The clock is now officially ticking down to the opening of the Canadian Museum for Human Rights.
Winnipeggers, along with tourism officials, can mark Saturday, Sept. 20, 2014, on their calendars as the day the first national museum to be built outside of the national capital region opens its doors.
The date is a year behind when the $350-million CMHR had hoped to be open -- but a year ahead of when concerns were being raised it would open.
"I'm over the moon," Gail Asper, national campaign chairwoman for Friends of the CMHR, said following a museum briefing with its industry partners on Monday.
"We have a date now. It looks like it's a beautiful time of year. It's when everybody is back from vacation.
"We'll be having a celebratory weekend of events."
Asper became wistful when she thought about what her dad would think about the day. More than a decade ago, Israel "Izzy" Asper, the founder of Canwest Global Communications, came up with the idea of a human rights museum for the city.

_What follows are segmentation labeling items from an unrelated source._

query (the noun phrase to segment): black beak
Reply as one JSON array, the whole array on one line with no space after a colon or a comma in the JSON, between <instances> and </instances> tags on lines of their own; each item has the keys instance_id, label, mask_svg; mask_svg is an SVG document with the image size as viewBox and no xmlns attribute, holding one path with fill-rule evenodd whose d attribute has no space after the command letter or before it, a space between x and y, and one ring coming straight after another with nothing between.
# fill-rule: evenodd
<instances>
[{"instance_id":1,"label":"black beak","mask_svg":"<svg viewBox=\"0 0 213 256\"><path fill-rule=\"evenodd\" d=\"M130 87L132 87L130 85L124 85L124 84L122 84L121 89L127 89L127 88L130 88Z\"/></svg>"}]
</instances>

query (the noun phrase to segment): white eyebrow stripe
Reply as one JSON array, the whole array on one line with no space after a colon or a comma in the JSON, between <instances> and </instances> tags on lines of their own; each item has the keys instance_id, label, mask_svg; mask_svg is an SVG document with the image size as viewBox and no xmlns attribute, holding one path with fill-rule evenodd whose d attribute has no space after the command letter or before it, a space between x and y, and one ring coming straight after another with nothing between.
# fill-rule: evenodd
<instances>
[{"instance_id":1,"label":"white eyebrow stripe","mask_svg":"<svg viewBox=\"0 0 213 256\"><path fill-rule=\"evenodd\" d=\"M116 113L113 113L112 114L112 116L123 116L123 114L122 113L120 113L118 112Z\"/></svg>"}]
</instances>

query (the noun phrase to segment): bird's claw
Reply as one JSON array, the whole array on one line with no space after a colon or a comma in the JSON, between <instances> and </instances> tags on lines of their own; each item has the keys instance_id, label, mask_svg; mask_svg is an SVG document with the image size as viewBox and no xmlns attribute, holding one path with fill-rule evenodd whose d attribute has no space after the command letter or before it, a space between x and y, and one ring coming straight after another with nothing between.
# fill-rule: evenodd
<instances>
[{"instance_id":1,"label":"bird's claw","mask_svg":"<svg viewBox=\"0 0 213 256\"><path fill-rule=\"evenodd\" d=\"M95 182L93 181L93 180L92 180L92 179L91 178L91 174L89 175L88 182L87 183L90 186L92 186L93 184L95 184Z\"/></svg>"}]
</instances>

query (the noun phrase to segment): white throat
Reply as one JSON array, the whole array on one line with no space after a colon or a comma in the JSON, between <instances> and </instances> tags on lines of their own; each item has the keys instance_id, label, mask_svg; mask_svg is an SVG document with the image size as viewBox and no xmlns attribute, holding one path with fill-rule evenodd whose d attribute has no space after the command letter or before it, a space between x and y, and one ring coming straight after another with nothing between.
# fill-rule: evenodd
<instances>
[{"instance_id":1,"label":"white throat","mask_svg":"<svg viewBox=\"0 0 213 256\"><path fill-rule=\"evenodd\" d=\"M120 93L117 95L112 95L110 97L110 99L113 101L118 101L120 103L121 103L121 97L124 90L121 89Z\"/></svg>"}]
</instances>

"I know he would ask 'what is taking so long?' -- he really thought it would take three or four years," she said.
"But there have been so many challenges. What he'd be most excited about is we are fulfilling the commitment.
"He knew, and I know, this is a fantastic province, but like a mall, you need an anchor tenant. This museum will be that for tourism here and it will open the province up.
It will be a catalyst."
If there's one thing Asper, museum president and CEO Stuart Murray, and tourism officials can agree upon -- having an opening date makes it easier to not only promote the new museum, but for tourist and business organizations to add the museum to their plans for visiting.
"It has been a very challenging, long discussion and debates which are coming to fruition," Murray said.
"I can't even go to my local Safeway without people saying 'When do you open?' This is the date we welcome the world."
Murray said construction crews have almost completed the interior and the museum has begun the installation of exhibits. He said admission fees and membership details will be set next year.
Murray said the museum's staff will move into the building between Christmas and New Year's Day.
"Everyone on staff is excited," he said.
Brigitte Sandron, senior vice-president of Travel Manitoba, said they will especially market the museum to youths and students.
"They can make a difference," she said, adding the student and youth market is growing faster than any other segment of tourism.
Greg Klassen, senior vice-president of the Canadian Tourism Commission, said the museum will put Winnipeg on the map for tourism.
"We sell Canada as a tourism and conference destination, and this museum is a huge part," Klassen said.
"It is a museum... which doesn't exist anywhere else."
Klassen said there are thousands of organizations around the world that hold conferences and have "mission-based ideas" that will gladly plan to hold meetings here once the museum is open.
"This will be the why of why people choose Winnipeg as a destination."
Chantal Sturk-Nadeau, senior vice-president of Tourism Winnipeg, said the museum "will put Winnipeg on the map and make a lot of Winnipeggers proud."
"Many families travelling through bypass Winnipeg and Saskatchewan. Now they'll stop at our city and stay in a hotel and while they're here they'll also see other things that we have."
Paul Olson, president of the Manitoba Teachers Society, said he was proud the meeting was held in the classroom named for and funded by MTS and its member teachers.